Giralda Tower and views from the tower
The site of the Alcazar has been occupied by rulers since the time of the Romans. The great court of the Abbadids was built here under the cruel and ruthless al-Mutadid, who needed to house his harem of 800 women! Later, under the Almohads, the complex was turned into a citadel, forming the heart of the town’s fortifications. Parts of the Almohad walls survive, but the present structure of the palace dates almost entirely from the Christian period. Whatever its main influences, it is another very ornate, beautifully tiled and over imbellished complex. There are gardens and fountains to enjoy and a very welcome terraced cafeteria.
The entrance to the Parque de Maria Luisa was a short riverside walk from the bus and we were immediately impressed by its grandeur. The park used to form part of the vast grounds of the Palacio de San Telmo. The Palacio’s 19th century owner, the dowager duchess Maria Luisa, donated the park to the city in 1893, and they named it after her. There are tree shaded avenues, ornamental pools and various pavilions to be found here. With the horse drawn carriages bowling along the avenues, it was like stepping into an earlier era.
The Plaza de Espana was designed as part of the Spanish Americas Fair. It was to be the centrepiece of the fair, which was scuppered by the Wall Street crash in 1929. It is a vast semi-circular complex with with fountains, monumental stairways and masses of ornamental tilework. The plaza was used for the Spanish exhibit of industry and crafts and around the crescent are azulejo scenes representing each of the provinces. We were bowled over by the splendour and exuberance of the plaza.
Plaza de Espana Images
The last excitement, if you discount the flamenco dancers providing entertainment along the way, was Las Setas. We walked through the narrow streets of the Jewish Quarter to the Plaza de La Encarnacion to visit the most modern of Seville’s attractions. Las Setas took 7 years to build and is known locally as the mushroom (las setas), although its official name is Metropol Parasol. It is a 150m long series of undulating wood-waffle flat topped mushroom structures on giant concrete pillars. It is claimed by it’s German architect, Jurgen Mayer, to be the world’s largest timber construction. For the princely sum of 3 euros each, we enjoyed the undulating walkway across the roof to the sky deck with stunning views across the city.

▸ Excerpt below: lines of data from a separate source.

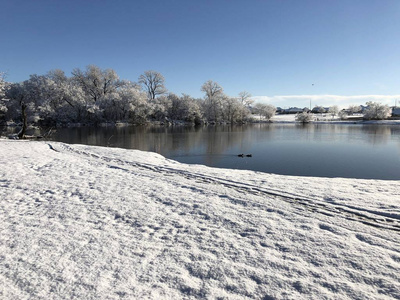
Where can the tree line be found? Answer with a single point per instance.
(94, 95)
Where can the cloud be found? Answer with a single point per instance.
(325, 100)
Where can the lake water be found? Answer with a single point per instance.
(324, 150)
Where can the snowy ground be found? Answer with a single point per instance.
(82, 222)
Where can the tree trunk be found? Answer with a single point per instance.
(21, 133)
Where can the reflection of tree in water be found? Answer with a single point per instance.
(378, 134)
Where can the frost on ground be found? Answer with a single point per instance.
(81, 222)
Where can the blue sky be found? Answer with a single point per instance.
(308, 49)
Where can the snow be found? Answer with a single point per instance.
(90, 222)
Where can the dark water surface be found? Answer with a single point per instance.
(324, 150)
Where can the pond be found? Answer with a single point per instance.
(323, 150)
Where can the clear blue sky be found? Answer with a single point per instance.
(266, 47)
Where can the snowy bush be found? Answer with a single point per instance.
(377, 111)
(304, 117)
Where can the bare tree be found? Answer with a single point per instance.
(333, 110)
(377, 111)
(304, 117)
(153, 82)
(213, 100)
(265, 110)
(95, 82)
(244, 98)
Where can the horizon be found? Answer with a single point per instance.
(284, 53)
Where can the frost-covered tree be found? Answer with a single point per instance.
(244, 98)
(233, 110)
(377, 111)
(265, 110)
(304, 117)
(213, 100)
(3, 107)
(353, 109)
(333, 110)
(153, 82)
(96, 83)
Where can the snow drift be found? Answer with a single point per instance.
(89, 222)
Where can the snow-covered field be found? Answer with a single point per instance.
(82, 222)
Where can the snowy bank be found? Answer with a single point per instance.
(103, 223)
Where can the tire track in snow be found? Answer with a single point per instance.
(371, 218)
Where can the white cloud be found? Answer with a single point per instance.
(325, 100)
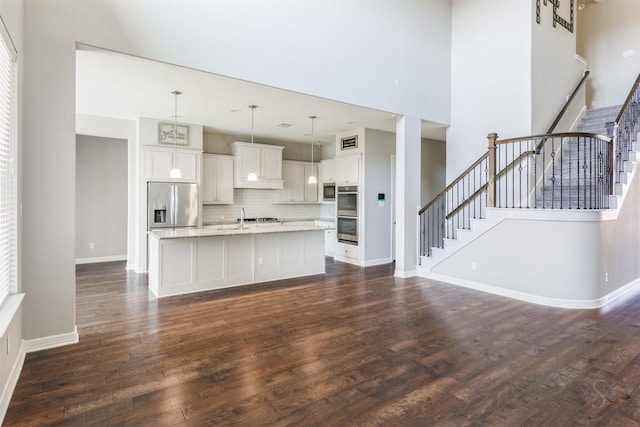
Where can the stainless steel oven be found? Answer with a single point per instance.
(347, 200)
(347, 230)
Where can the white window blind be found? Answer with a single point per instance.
(8, 166)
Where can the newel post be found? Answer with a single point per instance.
(491, 173)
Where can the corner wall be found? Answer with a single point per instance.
(609, 39)
(491, 77)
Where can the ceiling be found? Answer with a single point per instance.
(110, 84)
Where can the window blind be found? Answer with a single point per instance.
(8, 166)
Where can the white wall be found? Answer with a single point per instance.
(555, 72)
(101, 199)
(359, 51)
(433, 169)
(491, 76)
(379, 146)
(607, 30)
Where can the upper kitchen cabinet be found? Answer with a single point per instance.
(328, 170)
(264, 160)
(347, 170)
(158, 162)
(217, 179)
(296, 187)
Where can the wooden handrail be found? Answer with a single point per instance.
(554, 135)
(456, 181)
(523, 155)
(481, 159)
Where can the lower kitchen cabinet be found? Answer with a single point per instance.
(200, 263)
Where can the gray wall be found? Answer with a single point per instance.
(101, 199)
(378, 148)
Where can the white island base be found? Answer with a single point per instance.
(201, 260)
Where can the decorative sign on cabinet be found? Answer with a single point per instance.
(265, 160)
(217, 179)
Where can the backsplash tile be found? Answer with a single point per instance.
(258, 204)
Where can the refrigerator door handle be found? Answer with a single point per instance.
(174, 189)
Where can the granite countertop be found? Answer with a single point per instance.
(279, 221)
(230, 230)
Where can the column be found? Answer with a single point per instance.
(408, 146)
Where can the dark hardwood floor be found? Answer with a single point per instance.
(354, 347)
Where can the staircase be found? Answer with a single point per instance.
(565, 187)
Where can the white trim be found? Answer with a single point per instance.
(580, 59)
(52, 341)
(373, 262)
(405, 274)
(539, 299)
(8, 310)
(101, 259)
(12, 381)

On the Saturday, we were treated to an opera singer, brass ensemble, living statues and flamenco dancers along the streets and squares. Having seen quite a bit of flamenco dancing for a donation in a hat, we decided against the very expensive venues on offer.
Apart from these most obvious attractions we were impressed with the variety of architecture on offer and had a lovely time wandering around the streets looking at the buildings.
There is a lot more to see in Seville so we will probably visit again on another trip to Spain.